Software tool models ice load and impact on Arctic floaters

To extract oil and gas out of the Arctic basin, new tools are needed to model ice loads and their effect on offshore structures.
Aug. 1, 2010
4 min read

Marie-Francoise Renard - Bureau Veritas

To extract oil and gas out of the Arctic basin, new tools are needed to model ice loads and their effect on offshore structures.

Until now, a number of rules and standards for Polar class ships have been adequate to calculate the reinforcement required for different areas of a ship’s structure for operating in specific areas and ice conditions.

However, industry is considering new types of floating platforms and ships to serve high Arctic exploitation of oil and gas, and the rules are not sophisticated enough for these new-generation structures. There is a need for direct calculation of the effects of the ice loads on the structures and on the mooring systems of the floaters. These units and the tankers that serve them will have to be able to operate safely and to keep operating a high percentage of the time, so ice effects modeling has to be accurate.

To understand and define the ice loads that will be applied, Bureau Veritas joined with the State Maritime University of St. Petersburg. We used its ice data and experience, married with our experience of developing modeling tools, to define ice loads with the aim of developing a tool to assess specific designs.

(Above) Bureau Veritas software can calculate mooring loads from ice impacts on ships engaged in transfer operations.(Below) The software uses FEM modeling to calculate structural ice loads for any point on a moored FPSO and also on the moorings.

What the industry needs is a tool to map ice loads, to apply them in a finite element model (FEM) of the hull structure, and then adjust those loads according to the ship’s speed, or to the ice drift speed.

At present, Bureau Veritas engineers have an internal tool for working on FEED studies on Arctic units and ships. However, there are plans to develop it further and roll it out for industry use, probably next year.

All the current class and national rules for ice are based on calculating the design load for a glancing bow impact on ice of a specific thickness. Then, the impact loads on the fore body are converted to loads on other hull areas using an area factor, which in turn is used to calculate the scantlings for different parts of the structure.

The software calculates the ice load for each specific hull area. Using an FEM modeler, it can then calculate the structural response for each area of structure and range of speeds, and also types of impact. The modes for ships include breaking ice ahead or astern, working in a channel, or glancing impacts. For floating units, a range of potential ice collisions can be modeled. Those models decide on the structure required for each element and underpin the disconnection strategy that will be the last line of defense for floating units.

Arctic assets are expensive to build and keep on station, so any downtime or underperformance is costly. The software can show a maximum allowable ship speed for a fixed ice thickness or a maximum allowable ice thickness for fixed ship speed.

FPSOs and other floaters have the same problem but from a different perspective. The ice is moving, not the unit, and even if the unit can rotate under power, it cannot always be determined exactly how the ice will hit.
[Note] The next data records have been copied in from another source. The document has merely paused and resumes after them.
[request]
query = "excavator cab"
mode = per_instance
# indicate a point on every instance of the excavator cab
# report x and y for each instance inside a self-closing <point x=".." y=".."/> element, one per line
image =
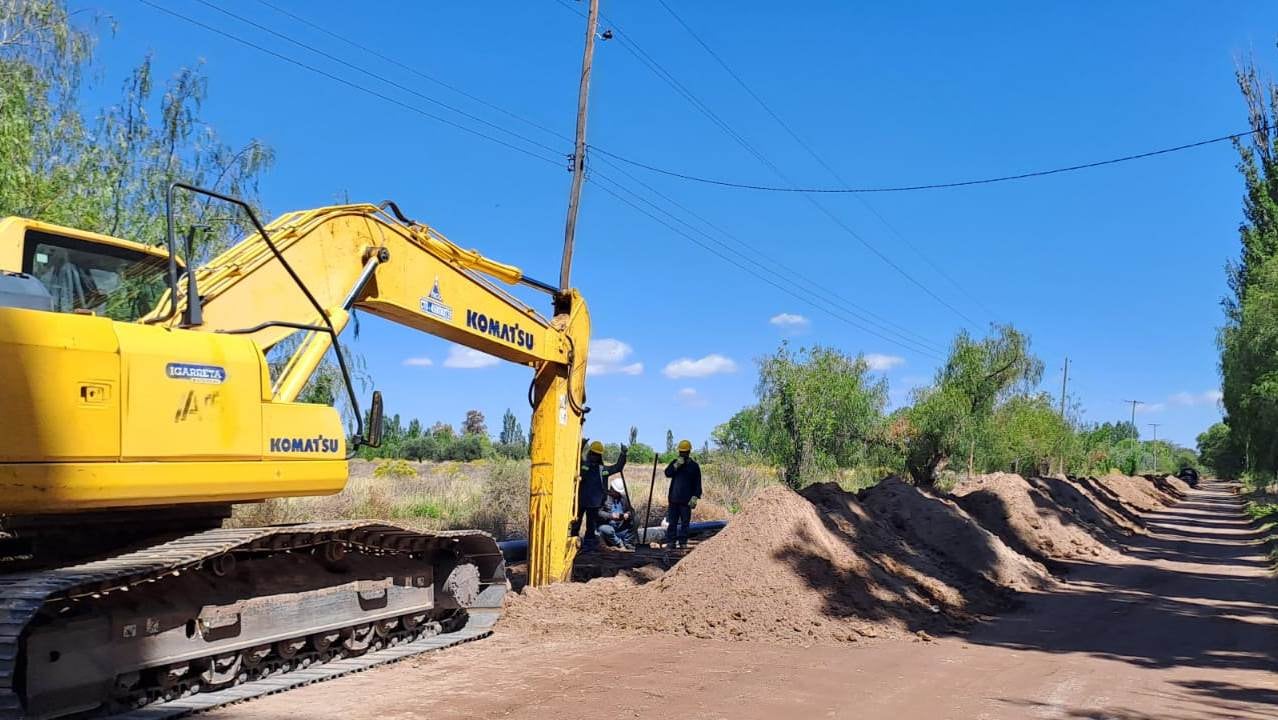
<point x="64" y="270"/>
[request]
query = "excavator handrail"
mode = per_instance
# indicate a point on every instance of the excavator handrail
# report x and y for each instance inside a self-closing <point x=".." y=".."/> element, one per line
<point x="192" y="313"/>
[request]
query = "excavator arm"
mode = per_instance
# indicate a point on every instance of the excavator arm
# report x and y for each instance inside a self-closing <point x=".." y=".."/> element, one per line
<point x="303" y="274"/>
<point x="373" y="258"/>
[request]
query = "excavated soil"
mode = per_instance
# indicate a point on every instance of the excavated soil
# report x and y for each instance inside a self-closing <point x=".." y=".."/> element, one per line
<point x="1140" y="493"/>
<point x="947" y="531"/>
<point x="1092" y="504"/>
<point x="1029" y="521"/>
<point x="827" y="567"/>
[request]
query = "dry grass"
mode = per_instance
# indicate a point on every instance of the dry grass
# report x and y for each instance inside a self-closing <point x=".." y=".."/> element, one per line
<point x="490" y="495"/>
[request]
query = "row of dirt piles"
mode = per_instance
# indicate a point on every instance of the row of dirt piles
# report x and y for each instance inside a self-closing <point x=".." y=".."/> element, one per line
<point x="1025" y="514"/>
<point x="826" y="565"/>
<point x="1145" y="494"/>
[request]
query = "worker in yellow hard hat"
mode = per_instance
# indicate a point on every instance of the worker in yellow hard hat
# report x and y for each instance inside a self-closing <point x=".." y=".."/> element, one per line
<point x="592" y="489"/>
<point x="685" y="490"/>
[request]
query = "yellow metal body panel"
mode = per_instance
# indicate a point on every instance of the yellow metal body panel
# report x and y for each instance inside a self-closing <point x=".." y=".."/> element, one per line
<point x="559" y="399"/>
<point x="189" y="395"/>
<point x="13" y="235"/>
<point x="67" y="487"/>
<point x="59" y="388"/>
<point x="110" y="414"/>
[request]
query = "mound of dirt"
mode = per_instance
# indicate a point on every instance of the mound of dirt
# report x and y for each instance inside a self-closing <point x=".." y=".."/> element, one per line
<point x="1029" y="521"/>
<point x="943" y="528"/>
<point x="1106" y="516"/>
<point x="795" y="569"/>
<point x="1138" y="493"/>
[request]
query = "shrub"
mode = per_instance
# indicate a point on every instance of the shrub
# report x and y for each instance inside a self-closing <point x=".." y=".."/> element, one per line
<point x="419" y="509"/>
<point x="394" y="469"/>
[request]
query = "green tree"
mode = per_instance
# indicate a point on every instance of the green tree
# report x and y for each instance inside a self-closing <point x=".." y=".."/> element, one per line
<point x="109" y="174"/>
<point x="743" y="432"/>
<point x="1249" y="339"/>
<point x="474" y="423"/>
<point x="952" y="414"/>
<point x="511" y="432"/>
<point x="1219" y="450"/>
<point x="818" y="409"/>
<point x="1028" y="434"/>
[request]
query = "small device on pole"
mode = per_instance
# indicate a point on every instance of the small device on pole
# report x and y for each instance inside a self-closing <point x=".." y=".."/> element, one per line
<point x="1154" y="425"/>
<point x="583" y="96"/>
<point x="1134" y="403"/>
<point x="652" y="487"/>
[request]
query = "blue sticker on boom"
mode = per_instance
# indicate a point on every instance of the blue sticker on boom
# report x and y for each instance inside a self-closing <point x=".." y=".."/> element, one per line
<point x="207" y="374"/>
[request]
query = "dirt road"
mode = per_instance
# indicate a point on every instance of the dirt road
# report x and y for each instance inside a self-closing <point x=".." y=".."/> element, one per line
<point x="1182" y="628"/>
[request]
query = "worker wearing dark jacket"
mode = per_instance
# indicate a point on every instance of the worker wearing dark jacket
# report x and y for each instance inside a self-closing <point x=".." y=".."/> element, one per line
<point x="685" y="490"/>
<point x="591" y="491"/>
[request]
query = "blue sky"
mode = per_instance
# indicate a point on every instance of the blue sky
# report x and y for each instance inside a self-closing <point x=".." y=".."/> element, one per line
<point x="1121" y="269"/>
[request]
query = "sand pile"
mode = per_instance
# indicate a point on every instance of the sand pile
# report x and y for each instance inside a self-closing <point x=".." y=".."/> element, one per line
<point x="1138" y="493"/>
<point x="947" y="531"/>
<point x="794" y="569"/>
<point x="1099" y="509"/>
<point x="1029" y="521"/>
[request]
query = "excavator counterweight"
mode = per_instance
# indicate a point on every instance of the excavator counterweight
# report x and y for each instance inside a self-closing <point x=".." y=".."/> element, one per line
<point x="143" y="398"/>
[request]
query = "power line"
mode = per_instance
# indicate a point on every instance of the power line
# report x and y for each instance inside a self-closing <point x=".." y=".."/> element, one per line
<point x="928" y="186"/>
<point x="750" y="270"/>
<point x="346" y="82"/>
<point x="923" y="345"/>
<point x="816" y="155"/>
<point x="661" y="72"/>
<point x="773" y="264"/>
<point x="427" y="77"/>
<point x="372" y="74"/>
<point x="878" y="328"/>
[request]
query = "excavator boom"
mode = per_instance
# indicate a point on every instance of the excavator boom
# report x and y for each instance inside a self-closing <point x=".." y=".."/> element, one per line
<point x="147" y="406"/>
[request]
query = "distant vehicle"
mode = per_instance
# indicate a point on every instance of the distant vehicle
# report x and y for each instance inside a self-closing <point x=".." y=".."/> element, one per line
<point x="1189" y="476"/>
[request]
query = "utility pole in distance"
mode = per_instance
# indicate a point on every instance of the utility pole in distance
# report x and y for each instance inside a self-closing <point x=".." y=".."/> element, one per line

So we have to be able to directly calculate the effect on the FPSO structure of different types of ice impacts in different places at different speeds. Validation of a new tool is also critical. In this case, Bureau Veritas turned to records of damage to aging tankers with a known track record of navigation in Arctic areas. There is a 20-year service history to draw on to correlate the ice conditions and damage experienced with the known structure.

When drifting ice threatens an Arctic floater, disconnection is the ultimate defense. For each unit there has to be a clear disconnection decision strategy, which will depend on the expected structural impact and also the mooring load impact of moving ice of different sizes and speeds. The software tool will help develop those strategies, which, in practice, will depend on guard zones around each floater that trigger the decision to disconnect when breached.